Профессор улыбнулся мне, когда последние ученики направились к выходу, и наложил заглушающий пузырь, чтобы дать нам возможность побыть наедине.
— Как дела, Габриэль? — спросил он, нахмурившись, что говорило о том, что он догадывается о том, что со мной что-то происходит. А поскольку он был хорошо знаком с Арканными Искусствами, то, вероятно и знал. Именно поэтому я никогда не лгал ему.
— Ужасно, — признал я. — Но у меня есть и хорошие новости. Я наконец-то получил доступ к своим дарам Зрения.
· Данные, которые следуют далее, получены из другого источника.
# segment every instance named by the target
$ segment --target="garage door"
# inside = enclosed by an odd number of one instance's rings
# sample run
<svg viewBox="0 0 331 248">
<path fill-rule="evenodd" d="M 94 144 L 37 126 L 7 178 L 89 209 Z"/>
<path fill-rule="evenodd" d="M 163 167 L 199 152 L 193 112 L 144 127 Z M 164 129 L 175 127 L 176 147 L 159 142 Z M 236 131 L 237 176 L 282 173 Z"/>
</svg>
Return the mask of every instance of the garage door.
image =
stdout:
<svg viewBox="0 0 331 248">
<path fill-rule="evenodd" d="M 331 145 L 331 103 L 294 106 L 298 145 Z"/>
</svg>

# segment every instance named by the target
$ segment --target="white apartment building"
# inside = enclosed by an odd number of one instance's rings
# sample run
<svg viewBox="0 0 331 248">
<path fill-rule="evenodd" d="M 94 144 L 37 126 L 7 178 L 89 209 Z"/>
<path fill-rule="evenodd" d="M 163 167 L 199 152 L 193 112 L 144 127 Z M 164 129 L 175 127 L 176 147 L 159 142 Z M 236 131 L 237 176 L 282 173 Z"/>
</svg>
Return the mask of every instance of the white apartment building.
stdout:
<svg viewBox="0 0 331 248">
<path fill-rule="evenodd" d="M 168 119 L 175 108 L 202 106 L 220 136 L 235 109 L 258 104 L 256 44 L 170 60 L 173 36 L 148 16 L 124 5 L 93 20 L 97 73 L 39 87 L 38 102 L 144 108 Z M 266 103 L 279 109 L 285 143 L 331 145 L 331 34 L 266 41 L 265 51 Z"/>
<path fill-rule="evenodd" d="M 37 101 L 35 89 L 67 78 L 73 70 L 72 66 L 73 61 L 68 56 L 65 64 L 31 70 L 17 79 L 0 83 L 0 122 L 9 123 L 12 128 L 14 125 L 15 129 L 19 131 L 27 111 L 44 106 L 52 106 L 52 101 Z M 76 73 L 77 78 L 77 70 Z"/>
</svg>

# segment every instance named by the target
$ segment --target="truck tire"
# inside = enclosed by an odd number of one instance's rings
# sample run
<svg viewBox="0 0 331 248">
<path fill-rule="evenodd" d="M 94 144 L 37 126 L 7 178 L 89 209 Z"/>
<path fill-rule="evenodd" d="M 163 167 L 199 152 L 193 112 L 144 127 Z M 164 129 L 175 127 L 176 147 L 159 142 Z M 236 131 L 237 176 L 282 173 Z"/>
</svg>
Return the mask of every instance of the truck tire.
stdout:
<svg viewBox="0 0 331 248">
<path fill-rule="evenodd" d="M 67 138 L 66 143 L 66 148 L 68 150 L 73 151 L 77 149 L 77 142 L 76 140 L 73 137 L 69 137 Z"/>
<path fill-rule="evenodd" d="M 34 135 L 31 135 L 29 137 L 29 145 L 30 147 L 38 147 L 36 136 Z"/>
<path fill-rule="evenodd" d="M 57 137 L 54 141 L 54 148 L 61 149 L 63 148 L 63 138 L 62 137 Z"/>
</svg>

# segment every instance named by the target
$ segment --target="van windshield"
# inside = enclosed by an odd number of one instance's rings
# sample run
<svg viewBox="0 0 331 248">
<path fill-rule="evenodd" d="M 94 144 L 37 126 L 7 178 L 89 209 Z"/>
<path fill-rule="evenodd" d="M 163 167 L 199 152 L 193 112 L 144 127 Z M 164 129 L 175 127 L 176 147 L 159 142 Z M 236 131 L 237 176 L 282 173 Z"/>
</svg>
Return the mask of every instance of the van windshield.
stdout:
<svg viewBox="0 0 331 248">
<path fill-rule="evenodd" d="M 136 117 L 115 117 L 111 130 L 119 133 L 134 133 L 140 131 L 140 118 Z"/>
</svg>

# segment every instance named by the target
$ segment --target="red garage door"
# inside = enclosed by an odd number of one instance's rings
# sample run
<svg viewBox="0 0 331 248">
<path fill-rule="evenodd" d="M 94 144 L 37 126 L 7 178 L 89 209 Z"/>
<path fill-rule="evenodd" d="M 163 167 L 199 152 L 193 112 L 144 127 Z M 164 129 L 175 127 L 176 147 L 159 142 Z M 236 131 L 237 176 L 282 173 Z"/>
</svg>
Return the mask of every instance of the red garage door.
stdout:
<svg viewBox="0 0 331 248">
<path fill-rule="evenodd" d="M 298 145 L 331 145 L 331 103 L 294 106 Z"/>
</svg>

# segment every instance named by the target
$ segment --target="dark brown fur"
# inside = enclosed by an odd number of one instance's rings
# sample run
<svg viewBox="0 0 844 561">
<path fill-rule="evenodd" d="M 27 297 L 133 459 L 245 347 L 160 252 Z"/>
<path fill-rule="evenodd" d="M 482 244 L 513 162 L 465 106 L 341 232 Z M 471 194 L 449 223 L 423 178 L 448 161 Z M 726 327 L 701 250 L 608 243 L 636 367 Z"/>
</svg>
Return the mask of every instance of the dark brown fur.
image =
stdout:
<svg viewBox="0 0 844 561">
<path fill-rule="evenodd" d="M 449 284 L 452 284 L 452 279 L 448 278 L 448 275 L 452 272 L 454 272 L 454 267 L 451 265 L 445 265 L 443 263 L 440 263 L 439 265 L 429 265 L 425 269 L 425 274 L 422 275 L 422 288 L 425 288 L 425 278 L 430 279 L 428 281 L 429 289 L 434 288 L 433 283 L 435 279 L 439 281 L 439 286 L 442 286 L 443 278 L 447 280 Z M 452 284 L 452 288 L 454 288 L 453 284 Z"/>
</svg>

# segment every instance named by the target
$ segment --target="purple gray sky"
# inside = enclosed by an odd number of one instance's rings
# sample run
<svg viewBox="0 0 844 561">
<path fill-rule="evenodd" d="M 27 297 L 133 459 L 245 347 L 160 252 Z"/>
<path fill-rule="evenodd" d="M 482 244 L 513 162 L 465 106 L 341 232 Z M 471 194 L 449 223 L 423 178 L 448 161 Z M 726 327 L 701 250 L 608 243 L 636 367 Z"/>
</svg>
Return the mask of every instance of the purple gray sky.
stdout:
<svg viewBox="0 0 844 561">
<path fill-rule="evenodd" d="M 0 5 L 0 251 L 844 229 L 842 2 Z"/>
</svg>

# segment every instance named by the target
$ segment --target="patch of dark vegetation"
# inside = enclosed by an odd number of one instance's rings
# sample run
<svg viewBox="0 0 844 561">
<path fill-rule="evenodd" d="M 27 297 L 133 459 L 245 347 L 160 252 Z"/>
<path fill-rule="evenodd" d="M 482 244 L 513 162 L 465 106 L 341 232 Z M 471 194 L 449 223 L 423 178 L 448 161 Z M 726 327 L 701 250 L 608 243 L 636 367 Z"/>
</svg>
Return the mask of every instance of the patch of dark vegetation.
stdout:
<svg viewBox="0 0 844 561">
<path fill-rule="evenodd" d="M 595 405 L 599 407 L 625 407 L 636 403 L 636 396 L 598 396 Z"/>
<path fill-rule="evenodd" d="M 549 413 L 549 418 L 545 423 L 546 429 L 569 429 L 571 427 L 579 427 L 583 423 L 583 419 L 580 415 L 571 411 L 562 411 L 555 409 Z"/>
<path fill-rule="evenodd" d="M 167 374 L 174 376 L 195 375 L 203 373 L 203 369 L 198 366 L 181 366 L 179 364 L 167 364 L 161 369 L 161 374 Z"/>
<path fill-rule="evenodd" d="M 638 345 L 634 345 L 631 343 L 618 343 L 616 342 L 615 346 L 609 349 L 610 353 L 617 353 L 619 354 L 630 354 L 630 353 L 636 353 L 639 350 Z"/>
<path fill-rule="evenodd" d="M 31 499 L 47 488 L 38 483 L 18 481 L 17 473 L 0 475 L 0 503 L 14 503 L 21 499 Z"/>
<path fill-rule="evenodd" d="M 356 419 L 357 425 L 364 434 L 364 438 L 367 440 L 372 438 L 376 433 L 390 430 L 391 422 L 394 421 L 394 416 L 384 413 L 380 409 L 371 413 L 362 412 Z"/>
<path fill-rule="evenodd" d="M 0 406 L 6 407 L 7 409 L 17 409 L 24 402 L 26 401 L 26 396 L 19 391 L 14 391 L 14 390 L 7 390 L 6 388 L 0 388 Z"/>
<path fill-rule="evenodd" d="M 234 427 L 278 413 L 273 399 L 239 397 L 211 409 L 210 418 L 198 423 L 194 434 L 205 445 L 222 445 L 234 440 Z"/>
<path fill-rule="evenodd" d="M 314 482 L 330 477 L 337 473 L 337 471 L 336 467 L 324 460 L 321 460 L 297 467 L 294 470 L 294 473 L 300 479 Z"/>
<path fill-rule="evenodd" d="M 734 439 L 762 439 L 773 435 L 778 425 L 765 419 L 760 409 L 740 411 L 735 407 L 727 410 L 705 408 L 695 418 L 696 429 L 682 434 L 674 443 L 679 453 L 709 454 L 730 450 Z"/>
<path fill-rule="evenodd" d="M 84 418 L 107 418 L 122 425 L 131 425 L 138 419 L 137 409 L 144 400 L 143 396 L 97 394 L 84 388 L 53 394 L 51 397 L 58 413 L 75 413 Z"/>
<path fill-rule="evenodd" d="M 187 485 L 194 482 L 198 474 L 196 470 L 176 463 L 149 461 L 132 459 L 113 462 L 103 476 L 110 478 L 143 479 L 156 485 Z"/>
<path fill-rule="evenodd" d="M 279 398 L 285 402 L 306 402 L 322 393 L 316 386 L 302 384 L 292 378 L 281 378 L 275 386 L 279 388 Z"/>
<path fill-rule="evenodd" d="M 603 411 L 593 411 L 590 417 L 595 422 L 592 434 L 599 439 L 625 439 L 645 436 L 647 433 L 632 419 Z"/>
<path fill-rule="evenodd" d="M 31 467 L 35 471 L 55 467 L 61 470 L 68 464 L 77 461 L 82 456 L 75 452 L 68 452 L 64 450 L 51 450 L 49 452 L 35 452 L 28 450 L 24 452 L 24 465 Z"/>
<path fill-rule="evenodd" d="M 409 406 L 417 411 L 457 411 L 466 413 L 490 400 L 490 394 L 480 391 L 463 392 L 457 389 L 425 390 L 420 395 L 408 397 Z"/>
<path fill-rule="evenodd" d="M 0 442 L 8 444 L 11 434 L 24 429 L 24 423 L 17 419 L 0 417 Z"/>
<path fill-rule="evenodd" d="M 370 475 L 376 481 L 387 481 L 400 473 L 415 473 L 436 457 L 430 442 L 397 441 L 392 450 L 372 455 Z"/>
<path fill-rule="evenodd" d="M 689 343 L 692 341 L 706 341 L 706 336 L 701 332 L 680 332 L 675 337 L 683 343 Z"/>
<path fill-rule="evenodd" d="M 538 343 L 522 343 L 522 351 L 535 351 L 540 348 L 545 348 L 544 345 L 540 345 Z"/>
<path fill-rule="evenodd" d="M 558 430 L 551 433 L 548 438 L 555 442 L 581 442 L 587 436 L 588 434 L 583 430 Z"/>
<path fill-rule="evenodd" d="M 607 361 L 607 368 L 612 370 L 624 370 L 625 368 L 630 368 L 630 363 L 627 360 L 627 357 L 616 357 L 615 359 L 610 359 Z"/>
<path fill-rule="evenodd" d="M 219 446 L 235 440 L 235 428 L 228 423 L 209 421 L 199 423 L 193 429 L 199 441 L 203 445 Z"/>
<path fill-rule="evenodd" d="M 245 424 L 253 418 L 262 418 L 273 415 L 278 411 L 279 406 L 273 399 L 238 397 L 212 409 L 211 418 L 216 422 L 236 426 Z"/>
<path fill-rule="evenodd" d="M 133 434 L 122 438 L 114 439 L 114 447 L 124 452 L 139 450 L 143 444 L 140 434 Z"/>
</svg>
Блокировка на мои дары снята, — летом я подумывал написать ему по электронной почте, но это привело бы к тому, что мне пришлось бы встречаться с ним для получения каких-то указаний, а я этого тогда не хотел. После восьми недель перерыва я наконец-то был готов разобраться с этим и работать с Мистисом, чтобы получить больше контроля над этой силой.
— Это замечательно, — сказал он, но без удивления, как будто он уже знал об этом.
— Я изо всех сил пытаюсь их контролировать. Я не могу прогнать некоторые видения, в то время как другие я едва могу удержать хотя бы на секунду. Я не знаю, как этим управлять. Иногда, если я сосредоточусь, я могу получить небольшое представление о тех, кого я знаю достаточно хорошо, но в остальном… — я покачал головой. После ночи в «Серпенсе» я провел последнюю неделю лета с Биллом, и он позволил мне практиковаться на нем, но каждое видение, которое приходило ко мне, ускользало, как вода сквозь пальцы. Разве что звезды хотели показать мне трахающихся Элис и Леона, видимо, или как мир катится к чертям, когда дело касается Короля. Но я не мог понять, что мне показывают, как ни старался.